Last year, a group of about 80 subcontracted white-collar workers at a Google office in Pittsburgh, Pennsylvania, joined the U.S. Steelworkers union (and faced retaliation as a result.) That same year, employees at Kickstarter formed their own “enterprise” union, solely for employees of the company.
But not everyone involved in recent Silicon Valley activism has joined the new Google union.
Among those critical of the effort is Amr Gaber, a software engineer at the company who has been involved in worker activism there for years. He has specifically criticized the union’s partnership with the Communications Workers of America.
“We had relationships with a wide range of unions and worker support groups before CWA showed up,” he recently said on Twitter. “But CWA was the only group that pulled these stunts of marking territory and publicly taking credit.”
Because the new union doesn’t represent a majority of workers at Google, it’s what’s called a “minority union.” And unlike many other trade unions, it includes a variety of workers, from software engineers to cafeteria staff.

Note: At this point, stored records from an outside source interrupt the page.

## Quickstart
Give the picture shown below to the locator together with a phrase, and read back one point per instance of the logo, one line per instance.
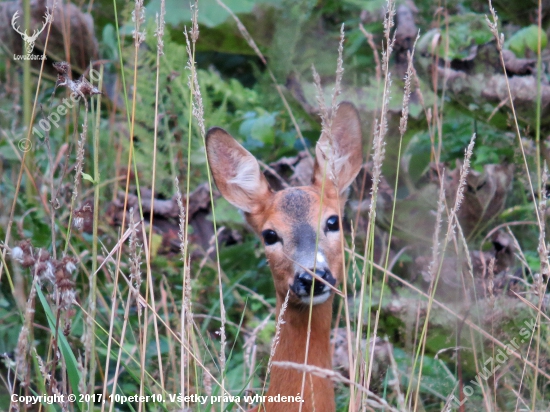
(29, 40)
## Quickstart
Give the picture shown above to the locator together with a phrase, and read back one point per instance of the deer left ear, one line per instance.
(339, 159)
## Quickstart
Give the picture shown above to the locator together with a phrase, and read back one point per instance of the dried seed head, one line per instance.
(17, 254)
(62, 67)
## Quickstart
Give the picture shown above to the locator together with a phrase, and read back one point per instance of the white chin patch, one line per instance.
(316, 299)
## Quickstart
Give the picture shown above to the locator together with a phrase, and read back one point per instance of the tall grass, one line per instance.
(127, 326)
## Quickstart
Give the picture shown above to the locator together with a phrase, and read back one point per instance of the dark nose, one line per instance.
(304, 280)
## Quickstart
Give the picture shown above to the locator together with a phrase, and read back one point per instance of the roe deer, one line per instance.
(300, 228)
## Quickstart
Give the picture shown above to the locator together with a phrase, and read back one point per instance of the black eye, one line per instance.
(270, 237)
(333, 223)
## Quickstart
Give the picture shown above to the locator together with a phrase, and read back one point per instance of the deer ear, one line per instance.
(236, 172)
(343, 156)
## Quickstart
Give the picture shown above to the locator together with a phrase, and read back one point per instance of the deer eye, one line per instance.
(270, 237)
(333, 224)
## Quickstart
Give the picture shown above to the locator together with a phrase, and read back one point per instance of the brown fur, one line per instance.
(290, 213)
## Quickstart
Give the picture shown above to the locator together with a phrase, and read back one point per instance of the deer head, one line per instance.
(29, 40)
(301, 226)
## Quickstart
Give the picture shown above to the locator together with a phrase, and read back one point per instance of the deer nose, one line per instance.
(303, 282)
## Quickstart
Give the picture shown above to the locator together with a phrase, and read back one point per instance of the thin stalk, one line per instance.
(93, 276)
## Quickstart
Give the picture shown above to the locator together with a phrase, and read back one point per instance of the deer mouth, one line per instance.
(313, 291)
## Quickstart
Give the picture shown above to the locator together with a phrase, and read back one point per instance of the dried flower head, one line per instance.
(65, 293)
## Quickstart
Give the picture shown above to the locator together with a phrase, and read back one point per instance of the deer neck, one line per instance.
(318, 392)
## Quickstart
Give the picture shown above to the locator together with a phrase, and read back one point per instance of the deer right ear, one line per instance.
(236, 172)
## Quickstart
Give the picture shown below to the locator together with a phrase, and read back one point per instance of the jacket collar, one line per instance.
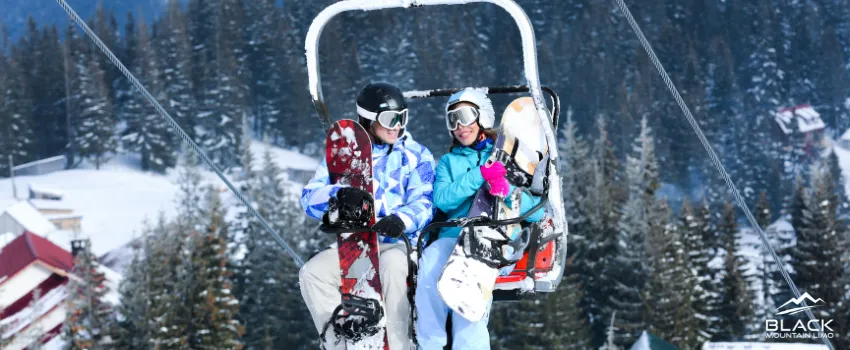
(383, 149)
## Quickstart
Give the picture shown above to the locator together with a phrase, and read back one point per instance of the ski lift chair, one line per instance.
(542, 248)
(548, 253)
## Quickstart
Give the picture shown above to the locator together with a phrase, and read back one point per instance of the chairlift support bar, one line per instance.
(532, 77)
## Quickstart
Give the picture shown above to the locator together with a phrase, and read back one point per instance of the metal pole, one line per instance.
(12, 176)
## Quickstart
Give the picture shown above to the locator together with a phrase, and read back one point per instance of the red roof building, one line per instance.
(31, 265)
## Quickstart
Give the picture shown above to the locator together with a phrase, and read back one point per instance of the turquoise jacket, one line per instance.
(459, 177)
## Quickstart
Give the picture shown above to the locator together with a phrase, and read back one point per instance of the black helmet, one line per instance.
(376, 98)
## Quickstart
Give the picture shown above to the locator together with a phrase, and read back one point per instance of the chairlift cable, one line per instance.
(663, 73)
(298, 261)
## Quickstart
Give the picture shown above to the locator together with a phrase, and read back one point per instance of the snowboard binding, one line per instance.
(344, 217)
(356, 318)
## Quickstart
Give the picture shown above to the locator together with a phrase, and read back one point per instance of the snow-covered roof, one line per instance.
(39, 162)
(49, 204)
(806, 117)
(647, 341)
(28, 217)
(52, 192)
(761, 346)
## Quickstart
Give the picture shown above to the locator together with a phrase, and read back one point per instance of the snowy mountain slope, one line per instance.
(115, 200)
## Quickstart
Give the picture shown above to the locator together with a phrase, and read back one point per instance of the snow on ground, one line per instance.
(115, 200)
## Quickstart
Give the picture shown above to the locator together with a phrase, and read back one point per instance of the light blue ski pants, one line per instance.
(432, 311)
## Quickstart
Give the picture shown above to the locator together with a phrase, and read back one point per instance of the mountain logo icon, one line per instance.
(812, 303)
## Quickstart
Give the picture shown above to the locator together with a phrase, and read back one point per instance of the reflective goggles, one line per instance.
(465, 116)
(387, 119)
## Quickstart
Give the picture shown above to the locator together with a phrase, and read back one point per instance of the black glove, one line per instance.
(390, 226)
(351, 205)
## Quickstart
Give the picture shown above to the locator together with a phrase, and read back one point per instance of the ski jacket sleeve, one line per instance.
(448, 194)
(317, 192)
(527, 202)
(418, 208)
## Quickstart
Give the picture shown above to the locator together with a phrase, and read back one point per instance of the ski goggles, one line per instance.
(387, 119)
(465, 116)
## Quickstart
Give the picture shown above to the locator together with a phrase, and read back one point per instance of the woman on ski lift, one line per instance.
(460, 173)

The fledgling union is also not yet recognized by the National Labor Relations Board or by Google itself, which in a statement responding to the union’s formation, said it “would continue engaging directly with all our employees.”
Barriers to Organizing
Silicon Valley companies like Google have done a lot to make it difficult for workers to form unions, said Chris Tilly, a professor of urban planning at UCLA.
“There are a lot of barriers to building worker solidarity within Google,” he said.
Tilly said it used to be easier to organize at places like manufacturing companies, where large numbers of workers were doing similar tasks on similar contracts. But Google, like many other companies, tech and otherwise, has been effective at “fissuring” workers, hiring some as contractors, others as temps and also outsourcing labor around the globe, he said.
The workers are in different physical locations and the contractors have different employers, making in-person organizing all the more difficult. They also have a very disparate set of employment statuses at the company — different wages, benefit packages, contracts and protections — creating a two-tier class system.
Tilly said this makes it particularly tricky to organize workers around common goals. “It also creates all kinds of divisions among workers and it potentially means different groups of workers can be pitted against each other,” he said. Temps, contractors or overseas workers, for instance, may now be seen as a threat to full-time employees.
The concentration of wealth at these companies also plays a role in dampening unionization efforts. Companies like Google and Facebook have been able to generate large profits with a smaller number of full-time employees. They can afford to offer relatively high pay, benefit packages and perks to keep most workers satisfied, without letting them have much say in how the companies operate or what they produce.
The Opposition
There has also long been an anti-union streak in Silicon Valley, as Jacobin editor Alex Press noted in an article about the formation of the Google’s union. She referred to a famous quote by Robert Noyce, who co-founded Intel in 1968: “If we had the work rules that unionized companies have, we’d all go out of business.”